My Neighborhood Needs a Name

Posted by Trevor Stow on Wednesday, Jul 02, 2008

New York is a patchwork of neighborhoods, an oddly-shaped, unplanned amalgam of accidental thingamabobs. What started, back in the 1700’s as villages grew until their edges bumped into other villages, creating a human hive, a city that often feels like a country unto itself. During a typical day, I may visit offices in the East Village, play squash in the West Village, hold my breath while walking past fermenting garbage cans in Midtown, or check myself out in a storefront window in Chinatown.

Neighborhoods! Lots of ‘em. And names. Some of them are really witty. For example:
  • Soho and NoHo
    South and North of Houston, respectively
  • Dumbo
    Down under the Manhattan Bridge Overpass
  • Alphabet City
    Avenues A, B, C, and D
  • NoLiTa (rhymes with Lolita)
    North of Little Italy
  • SoBro
    My current favorite. Short for The South Bronx.

Who thinks up these names? Real estate agents? Advertising executives with spiky haircuts and narrow ties? Trend-spotting, 22-year-old journalists? Doesn’t really matter; if it’s catchy, the people will use it.

If it’s not catchy, no one will care. For a decade, someone’s been campaigning to have Hell’s Kitchen renamed Clinton Hill. Unsuccessfully. What college grads wouldn’t love a Hell’s Kitchen address? Especially as, nowadays, it comes without all the crime.

But what about my neighborhood?

I live on the line that separates two, maybe three neighborhoods. Park Slope to my north, Sunset Park to my south, Windsor Terrace to my East.

When asked, I usually just say, “Park Slope.” Most Manhattanites have heard of Park Slope or are at least aware that it’s probably in Brooklyn; some may have been there.

But really, I don’t live in Park Slope, and while it’s a fine neighborhood, it’s really not my thing. For one, it’s quite pricey, and for that kind of money, I want environs catering to my needs and desires, whatever those might be.

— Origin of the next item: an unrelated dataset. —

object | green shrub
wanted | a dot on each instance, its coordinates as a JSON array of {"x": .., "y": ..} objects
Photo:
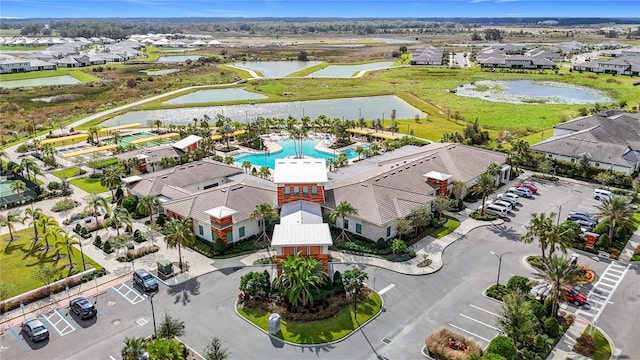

Park Slope has too many organic bagel shops and boutiques with toddler-size backpacks in the window.

I could claim Sunset Park as my home, but then I might be talking to someone who actually is from Sunset Park, grew up there, speaks Spanish, does the whole block party thing, and knows the lady who sells religious figurines on 5th avenue; I’d have to retreat and feel like part of the gentrifying wave of white, middle class professionals entering these neighborhoods, perhaps watering them down. Almost surely watering them down.

Why am I writing this?

Believe it or not, this is sort of thing I’ve found myself talking about lately, and while am aware that you, the reader, probably don’t live in New York, maybe something here will resonate with you. It probably won’t, and I’m probably breaking most of the rules of good blogging.

I want a name for my neighborhood. A shorthand. Something to make you smile and perhaps roll your eyes. SoBro!!! Dumbo!! I love those names. For a while on Craig’s List, apartments in this area were being foisted off as part of “South Slope”. Could we call that SoSlo?